Today, few chemical options are available for postharvest dry rot management in storage. Each of the following labeled fungicides has limitations:
- Stadium – This fungicide contains difenoconazole and two other fungicides (azoxystrobin and fludioxonil) and is registered for postharvest applications. However, certain international markets do not allow any residual of this fungicide. Thus, it should only be used on potatoes destined for the domestic market.
- Mertect, Decco Salt No. 19 (benzimidazoles) – Since the mid-1980s and later, fungicides that contain a benzimidazole (e.g. thiabendazole, thiophanate-methyl) have not been recommended for dry rot management, even if registered for postharvest use, because many strains of the pathogen have become resistant to this mode of action. In particular, when dry rot is caused by F. sambucinum, the predominant species associated with dry rot in the Pacific Northwest, these fungicides are more likely to be ineffective.
- Dithane F-45 (mancozeb) – Use of this product on stored potatoes is restricted to seed potatoes only since once applied, the treated tubers can no longer be used for human consumption or animal feed. If formulations do not contain a dye, an approved one must be used (per label instructions) to avoid inadvertent use as food or feed. This product is not widely used in the Pacific Northwest.
Disinfectants, such as phosphorous acids (e.g., Phostrol; Fosphite), hydrogen peroxide/peroxyacetic acids (e.g., Oxidate 2.0), or chlorine dioxides (e.g., Purogene) have not been shown to consistently manage dry rot in storage, and many disinfectants are inhibited by organic matter. BioSave 10LP is a biological fungicidal product with control of fusarium dry rot on stored potatoes listed on the label. When suppression does occur using disinfectants or biological products, the level may not be sufficient to justify the cost.

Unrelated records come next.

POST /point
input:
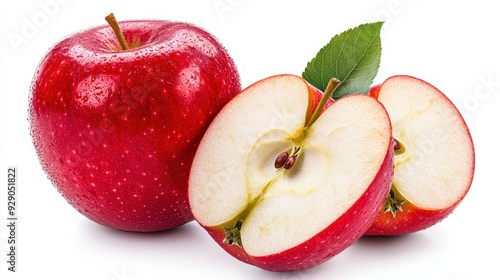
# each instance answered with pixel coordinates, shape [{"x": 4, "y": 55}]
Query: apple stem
[
  {"x": 116, "y": 28},
  {"x": 333, "y": 84}
]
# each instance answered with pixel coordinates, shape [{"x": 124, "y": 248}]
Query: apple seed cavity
[
  {"x": 284, "y": 161},
  {"x": 398, "y": 147},
  {"x": 394, "y": 202}
]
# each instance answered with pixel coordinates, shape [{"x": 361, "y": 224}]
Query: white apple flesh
[
  {"x": 284, "y": 218},
  {"x": 434, "y": 165}
]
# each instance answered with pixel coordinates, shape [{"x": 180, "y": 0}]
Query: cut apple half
[
  {"x": 277, "y": 188},
  {"x": 434, "y": 156}
]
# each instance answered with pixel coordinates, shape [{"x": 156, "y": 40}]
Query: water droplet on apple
[
  {"x": 95, "y": 90},
  {"x": 189, "y": 81}
]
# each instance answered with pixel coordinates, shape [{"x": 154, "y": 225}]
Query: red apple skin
[
  {"x": 116, "y": 131},
  {"x": 335, "y": 238},
  {"x": 412, "y": 218}
]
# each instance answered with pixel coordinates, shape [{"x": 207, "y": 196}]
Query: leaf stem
[
  {"x": 116, "y": 28},
  {"x": 333, "y": 84}
]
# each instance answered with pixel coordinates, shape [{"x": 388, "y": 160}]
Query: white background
[{"x": 453, "y": 45}]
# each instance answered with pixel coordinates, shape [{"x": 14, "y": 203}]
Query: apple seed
[
  {"x": 281, "y": 160},
  {"x": 290, "y": 162}
]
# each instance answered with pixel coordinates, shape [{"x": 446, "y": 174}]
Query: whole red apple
[{"x": 116, "y": 130}]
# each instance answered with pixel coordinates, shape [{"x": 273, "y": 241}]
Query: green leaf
[{"x": 352, "y": 56}]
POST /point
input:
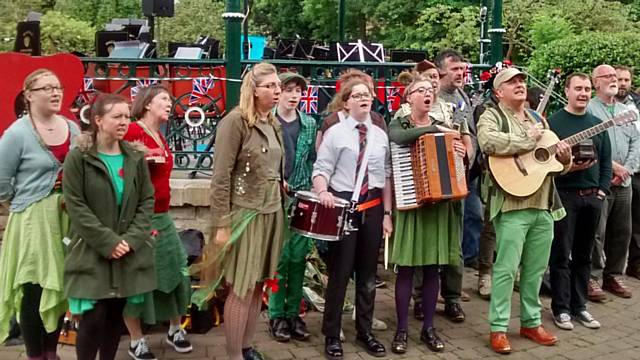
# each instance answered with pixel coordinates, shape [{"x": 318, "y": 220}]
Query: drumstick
[{"x": 386, "y": 251}]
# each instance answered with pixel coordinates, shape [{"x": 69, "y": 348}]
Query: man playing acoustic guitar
[
  {"x": 582, "y": 192},
  {"x": 524, "y": 225}
]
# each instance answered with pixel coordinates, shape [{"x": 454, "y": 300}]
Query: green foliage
[
  {"x": 584, "y": 52},
  {"x": 192, "y": 18},
  {"x": 61, "y": 33},
  {"x": 545, "y": 29}
]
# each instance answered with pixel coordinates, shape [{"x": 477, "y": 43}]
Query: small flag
[
  {"x": 200, "y": 87},
  {"x": 309, "y": 100},
  {"x": 88, "y": 85},
  {"x": 139, "y": 85}
]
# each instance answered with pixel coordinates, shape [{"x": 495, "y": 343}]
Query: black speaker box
[
  {"x": 158, "y": 8},
  {"x": 105, "y": 41},
  {"x": 28, "y": 38}
]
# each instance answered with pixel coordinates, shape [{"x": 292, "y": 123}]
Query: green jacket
[
  {"x": 300, "y": 178},
  {"x": 97, "y": 226},
  {"x": 240, "y": 176},
  {"x": 498, "y": 138}
]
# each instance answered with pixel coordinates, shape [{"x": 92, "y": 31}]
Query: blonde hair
[
  {"x": 30, "y": 80},
  {"x": 247, "y": 105}
]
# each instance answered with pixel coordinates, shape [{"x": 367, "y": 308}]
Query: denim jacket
[{"x": 28, "y": 170}]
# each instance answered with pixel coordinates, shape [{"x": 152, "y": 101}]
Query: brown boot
[{"x": 500, "y": 342}]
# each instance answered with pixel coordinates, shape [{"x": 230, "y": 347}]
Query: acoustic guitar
[{"x": 523, "y": 174}]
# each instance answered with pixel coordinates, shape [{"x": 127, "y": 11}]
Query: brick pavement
[{"x": 618, "y": 339}]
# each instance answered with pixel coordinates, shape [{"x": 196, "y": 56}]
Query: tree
[
  {"x": 584, "y": 52},
  {"x": 61, "y": 33},
  {"x": 192, "y": 18}
]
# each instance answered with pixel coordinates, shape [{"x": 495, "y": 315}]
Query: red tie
[{"x": 362, "y": 131}]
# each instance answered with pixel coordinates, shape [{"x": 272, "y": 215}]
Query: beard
[{"x": 622, "y": 93}]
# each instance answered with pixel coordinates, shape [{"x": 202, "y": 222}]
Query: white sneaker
[
  {"x": 587, "y": 320},
  {"x": 563, "y": 321}
]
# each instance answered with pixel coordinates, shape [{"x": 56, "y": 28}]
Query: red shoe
[
  {"x": 539, "y": 335},
  {"x": 499, "y": 342}
]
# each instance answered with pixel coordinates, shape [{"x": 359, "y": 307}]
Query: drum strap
[
  {"x": 368, "y": 204},
  {"x": 363, "y": 167}
]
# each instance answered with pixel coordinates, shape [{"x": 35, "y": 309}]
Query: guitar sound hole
[{"x": 542, "y": 155}]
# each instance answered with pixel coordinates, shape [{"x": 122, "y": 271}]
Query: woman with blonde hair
[
  {"x": 246, "y": 210},
  {"x": 33, "y": 149}
]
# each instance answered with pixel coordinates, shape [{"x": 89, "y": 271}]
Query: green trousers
[
  {"x": 523, "y": 239},
  {"x": 285, "y": 303}
]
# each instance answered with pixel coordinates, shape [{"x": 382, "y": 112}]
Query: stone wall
[{"x": 190, "y": 204}]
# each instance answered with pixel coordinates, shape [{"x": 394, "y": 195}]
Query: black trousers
[
  {"x": 570, "y": 260},
  {"x": 356, "y": 252},
  {"x": 634, "y": 245},
  {"x": 100, "y": 330},
  {"x": 36, "y": 339}
]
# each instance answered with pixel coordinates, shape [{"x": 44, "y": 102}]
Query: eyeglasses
[
  {"x": 607, "y": 76},
  {"x": 422, "y": 91},
  {"x": 361, "y": 96},
  {"x": 271, "y": 86},
  {"x": 49, "y": 89}
]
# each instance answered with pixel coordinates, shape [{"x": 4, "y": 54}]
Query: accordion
[{"x": 428, "y": 171}]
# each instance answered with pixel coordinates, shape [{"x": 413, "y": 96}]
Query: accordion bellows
[{"x": 428, "y": 171}]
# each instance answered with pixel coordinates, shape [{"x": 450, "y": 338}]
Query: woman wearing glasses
[
  {"x": 33, "y": 149},
  {"x": 247, "y": 213},
  {"x": 426, "y": 237},
  {"x": 340, "y": 159}
]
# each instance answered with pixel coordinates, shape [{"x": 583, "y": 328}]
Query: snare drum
[{"x": 310, "y": 218}]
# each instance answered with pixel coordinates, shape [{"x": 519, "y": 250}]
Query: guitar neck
[{"x": 590, "y": 132}]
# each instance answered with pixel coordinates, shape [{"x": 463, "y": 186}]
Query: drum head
[{"x": 313, "y": 197}]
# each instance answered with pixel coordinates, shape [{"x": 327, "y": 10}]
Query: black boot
[
  {"x": 279, "y": 329},
  {"x": 431, "y": 339},
  {"x": 298, "y": 329}
]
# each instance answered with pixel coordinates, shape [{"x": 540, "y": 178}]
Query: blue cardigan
[{"x": 28, "y": 170}]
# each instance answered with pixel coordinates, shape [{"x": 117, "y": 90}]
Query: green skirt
[
  {"x": 32, "y": 252},
  {"x": 171, "y": 298},
  {"x": 255, "y": 254},
  {"x": 429, "y": 235}
]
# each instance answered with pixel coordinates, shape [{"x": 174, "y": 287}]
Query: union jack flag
[
  {"x": 88, "y": 85},
  {"x": 141, "y": 84},
  {"x": 200, "y": 87},
  {"x": 393, "y": 98},
  {"x": 468, "y": 74},
  {"x": 309, "y": 100}
]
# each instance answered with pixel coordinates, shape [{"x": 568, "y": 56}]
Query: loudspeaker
[
  {"x": 158, "y": 8},
  {"x": 105, "y": 41},
  {"x": 28, "y": 38}
]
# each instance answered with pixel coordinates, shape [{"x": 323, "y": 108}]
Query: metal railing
[{"x": 191, "y": 129}]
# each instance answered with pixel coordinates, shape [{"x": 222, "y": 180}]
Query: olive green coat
[
  {"x": 97, "y": 226},
  {"x": 241, "y": 167}
]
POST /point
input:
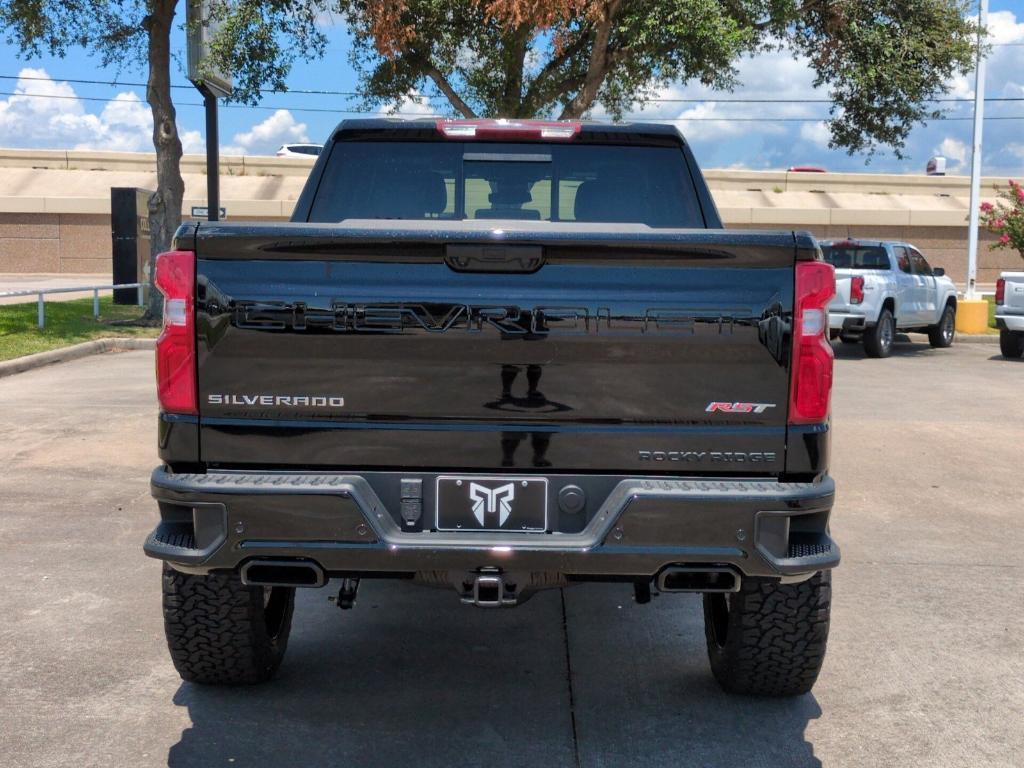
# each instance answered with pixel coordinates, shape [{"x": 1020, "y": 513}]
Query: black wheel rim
[{"x": 886, "y": 333}]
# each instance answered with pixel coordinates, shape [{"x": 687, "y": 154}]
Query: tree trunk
[
  {"x": 598, "y": 68},
  {"x": 165, "y": 204}
]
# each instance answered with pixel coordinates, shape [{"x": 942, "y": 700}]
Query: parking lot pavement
[
  {"x": 17, "y": 282},
  {"x": 925, "y": 666}
]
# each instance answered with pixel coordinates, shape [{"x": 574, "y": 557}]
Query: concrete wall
[
  {"x": 73, "y": 243},
  {"x": 54, "y": 206},
  {"x": 942, "y": 246}
]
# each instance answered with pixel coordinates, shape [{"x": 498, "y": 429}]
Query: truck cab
[
  {"x": 1010, "y": 313},
  {"x": 883, "y": 287},
  {"x": 496, "y": 356}
]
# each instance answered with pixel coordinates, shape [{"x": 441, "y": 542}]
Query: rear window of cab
[{"x": 452, "y": 180}]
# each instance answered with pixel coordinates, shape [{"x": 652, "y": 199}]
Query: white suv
[
  {"x": 882, "y": 287},
  {"x": 299, "y": 151}
]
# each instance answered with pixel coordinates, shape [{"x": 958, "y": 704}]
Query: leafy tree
[
  {"x": 130, "y": 33},
  {"x": 120, "y": 33},
  {"x": 882, "y": 60}
]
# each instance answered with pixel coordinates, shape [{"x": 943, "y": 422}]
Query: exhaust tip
[
  {"x": 283, "y": 573},
  {"x": 697, "y": 579}
]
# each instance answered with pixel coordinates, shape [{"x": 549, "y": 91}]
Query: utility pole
[{"x": 979, "y": 120}]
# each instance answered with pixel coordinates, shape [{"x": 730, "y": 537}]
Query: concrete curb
[
  {"x": 97, "y": 346},
  {"x": 977, "y": 339}
]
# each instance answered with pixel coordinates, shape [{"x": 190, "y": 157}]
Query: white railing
[{"x": 41, "y": 293}]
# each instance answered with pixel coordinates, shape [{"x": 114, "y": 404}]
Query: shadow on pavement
[
  {"x": 903, "y": 346},
  {"x": 411, "y": 677},
  {"x": 645, "y": 695}
]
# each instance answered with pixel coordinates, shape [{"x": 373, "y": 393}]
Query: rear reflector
[
  {"x": 554, "y": 130},
  {"x": 856, "y": 290},
  {"x": 810, "y": 390},
  {"x": 176, "y": 345}
]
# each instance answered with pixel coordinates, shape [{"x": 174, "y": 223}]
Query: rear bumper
[
  {"x": 848, "y": 322},
  {"x": 218, "y": 521},
  {"x": 1010, "y": 322}
]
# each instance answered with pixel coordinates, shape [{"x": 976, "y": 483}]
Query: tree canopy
[{"x": 883, "y": 61}]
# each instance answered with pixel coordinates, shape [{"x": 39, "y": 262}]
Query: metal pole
[
  {"x": 212, "y": 157},
  {"x": 979, "y": 120}
]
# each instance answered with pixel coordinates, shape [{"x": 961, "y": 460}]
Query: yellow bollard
[{"x": 972, "y": 316}]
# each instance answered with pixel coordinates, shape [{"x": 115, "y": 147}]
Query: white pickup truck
[
  {"x": 883, "y": 287},
  {"x": 1010, "y": 313}
]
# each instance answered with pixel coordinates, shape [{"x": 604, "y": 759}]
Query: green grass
[{"x": 67, "y": 323}]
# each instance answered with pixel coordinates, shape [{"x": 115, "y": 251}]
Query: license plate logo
[
  {"x": 489, "y": 501},
  {"x": 492, "y": 504}
]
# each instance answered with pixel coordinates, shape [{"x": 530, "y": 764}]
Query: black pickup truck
[{"x": 497, "y": 356}]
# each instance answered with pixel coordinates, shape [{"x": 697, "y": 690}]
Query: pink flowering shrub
[{"x": 1006, "y": 218}]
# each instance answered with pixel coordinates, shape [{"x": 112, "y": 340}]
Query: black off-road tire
[
  {"x": 220, "y": 632},
  {"x": 1012, "y": 343},
  {"x": 880, "y": 337},
  {"x": 769, "y": 638},
  {"x": 941, "y": 336}
]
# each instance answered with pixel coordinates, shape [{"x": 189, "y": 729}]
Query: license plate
[{"x": 493, "y": 504}]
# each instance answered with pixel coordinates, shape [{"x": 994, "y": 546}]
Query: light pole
[
  {"x": 979, "y": 120},
  {"x": 972, "y": 312}
]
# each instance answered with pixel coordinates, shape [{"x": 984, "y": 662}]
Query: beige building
[{"x": 55, "y": 206}]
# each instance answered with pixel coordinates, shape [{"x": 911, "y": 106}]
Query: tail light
[
  {"x": 810, "y": 390},
  {"x": 176, "y": 345},
  {"x": 856, "y": 290}
]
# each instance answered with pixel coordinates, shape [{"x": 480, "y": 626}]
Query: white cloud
[
  {"x": 1004, "y": 28},
  {"x": 46, "y": 113},
  {"x": 816, "y": 133},
  {"x": 777, "y": 75},
  {"x": 953, "y": 150},
  {"x": 267, "y": 136}
]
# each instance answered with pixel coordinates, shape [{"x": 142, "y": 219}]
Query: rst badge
[{"x": 738, "y": 408}]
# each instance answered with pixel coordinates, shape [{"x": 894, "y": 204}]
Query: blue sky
[{"x": 117, "y": 118}]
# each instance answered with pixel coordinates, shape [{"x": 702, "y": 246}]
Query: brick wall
[{"x": 55, "y": 243}]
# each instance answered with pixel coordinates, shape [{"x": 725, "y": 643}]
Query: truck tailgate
[{"x": 388, "y": 344}]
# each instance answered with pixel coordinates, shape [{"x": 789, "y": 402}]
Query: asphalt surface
[
  {"x": 925, "y": 666},
  {"x": 11, "y": 282}
]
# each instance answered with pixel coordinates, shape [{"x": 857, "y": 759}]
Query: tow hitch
[{"x": 489, "y": 590}]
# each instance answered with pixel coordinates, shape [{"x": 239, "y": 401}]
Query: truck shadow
[
  {"x": 412, "y": 677},
  {"x": 903, "y": 346}
]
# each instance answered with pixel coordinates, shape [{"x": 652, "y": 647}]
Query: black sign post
[
  {"x": 213, "y": 84},
  {"x": 212, "y": 155},
  {"x": 130, "y": 233}
]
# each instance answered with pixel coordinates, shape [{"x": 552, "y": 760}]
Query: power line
[
  {"x": 320, "y": 92},
  {"x": 629, "y": 116}
]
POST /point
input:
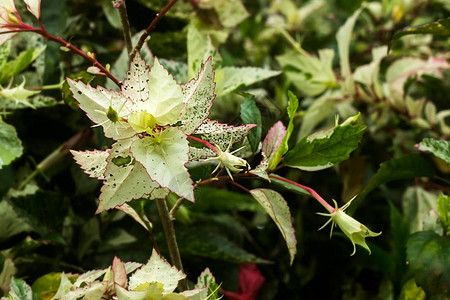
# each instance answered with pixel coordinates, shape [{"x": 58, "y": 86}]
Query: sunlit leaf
[{"x": 278, "y": 210}]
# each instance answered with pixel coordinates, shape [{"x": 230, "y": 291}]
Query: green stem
[
  {"x": 169, "y": 232},
  {"x": 150, "y": 28},
  {"x": 126, "y": 28}
]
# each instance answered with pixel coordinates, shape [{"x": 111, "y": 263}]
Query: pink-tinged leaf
[
  {"x": 198, "y": 98},
  {"x": 92, "y": 162},
  {"x": 277, "y": 208},
  {"x": 159, "y": 270},
  {"x": 98, "y": 103},
  {"x": 165, "y": 161},
  {"x": 126, "y": 179},
  {"x": 120, "y": 273},
  {"x": 273, "y": 139},
  {"x": 219, "y": 135},
  {"x": 34, "y": 7},
  {"x": 165, "y": 97},
  {"x": 135, "y": 86}
]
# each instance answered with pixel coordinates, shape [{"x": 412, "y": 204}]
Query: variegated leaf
[{"x": 165, "y": 161}]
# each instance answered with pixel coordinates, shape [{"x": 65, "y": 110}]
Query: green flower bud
[{"x": 354, "y": 230}]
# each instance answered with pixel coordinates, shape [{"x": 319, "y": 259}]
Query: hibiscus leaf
[
  {"x": 124, "y": 182},
  {"x": 92, "y": 162},
  {"x": 157, "y": 269},
  {"x": 278, "y": 210},
  {"x": 165, "y": 161},
  {"x": 198, "y": 98},
  {"x": 103, "y": 107},
  {"x": 135, "y": 86}
]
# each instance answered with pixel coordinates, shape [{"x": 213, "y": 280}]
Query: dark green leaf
[
  {"x": 325, "y": 149},
  {"x": 250, "y": 114},
  {"x": 443, "y": 208},
  {"x": 212, "y": 199},
  {"x": 429, "y": 259},
  {"x": 83, "y": 76},
  {"x": 408, "y": 166},
  {"x": 439, "y": 27},
  {"x": 10, "y": 145},
  {"x": 291, "y": 110},
  {"x": 20, "y": 290},
  {"x": 205, "y": 243},
  {"x": 17, "y": 65},
  {"x": 439, "y": 148}
]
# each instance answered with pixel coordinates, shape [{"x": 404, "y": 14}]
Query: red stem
[
  {"x": 312, "y": 192},
  {"x": 42, "y": 31},
  {"x": 150, "y": 28},
  {"x": 207, "y": 144}
]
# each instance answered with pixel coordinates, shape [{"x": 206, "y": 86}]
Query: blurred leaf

If fungicides, disinfectants, or biological fungicides are used, it is important to read, understand, and follow the label instructions, to avoid causing harm to you or others, the crop, or the environment (it’s the law). Furthermore, if fungicides are used, a resistance management plan should be followed, since the risk of pathogens developing resistance to a fungicide can be high, depending on the mode of action and other factors.
For next year, in preparation of planting, use certified seed with as little dry rot as possible (keep in mind that dry rot pathogens are nearly always found in seed lots to some degree); handle seeds carefully to minimize wounding and promote healing after transporting and cutting/treating; clean and disinfect storages before holding seed; use a protectant fungicide seed piece treatment; plant in warm, well-drained soil; and harvest after skin set and at appropriate pulp temperatures. A fungicide seed piece treatment can suppress development of seed piece decay due to dry rot and soft rot bacteria. However, avoid fungicides to which the dry rot pathogen is resistant, since, according to research conducted at the University of Idaho, use of such fungicides can make the problem of seed piece decay at planting worse than if no fungicide was used. Thus, it is important to choose wisely which fungicide to use, and to implement harvesting, handling, and storage practices that minimize the opportunity for Fusarium dry rot to develop.
By Kasia Duellman of the University of Idaho, Don McMoran and Deborah Inglis of Washington State University, and Kenneth Frost of Oregon State University.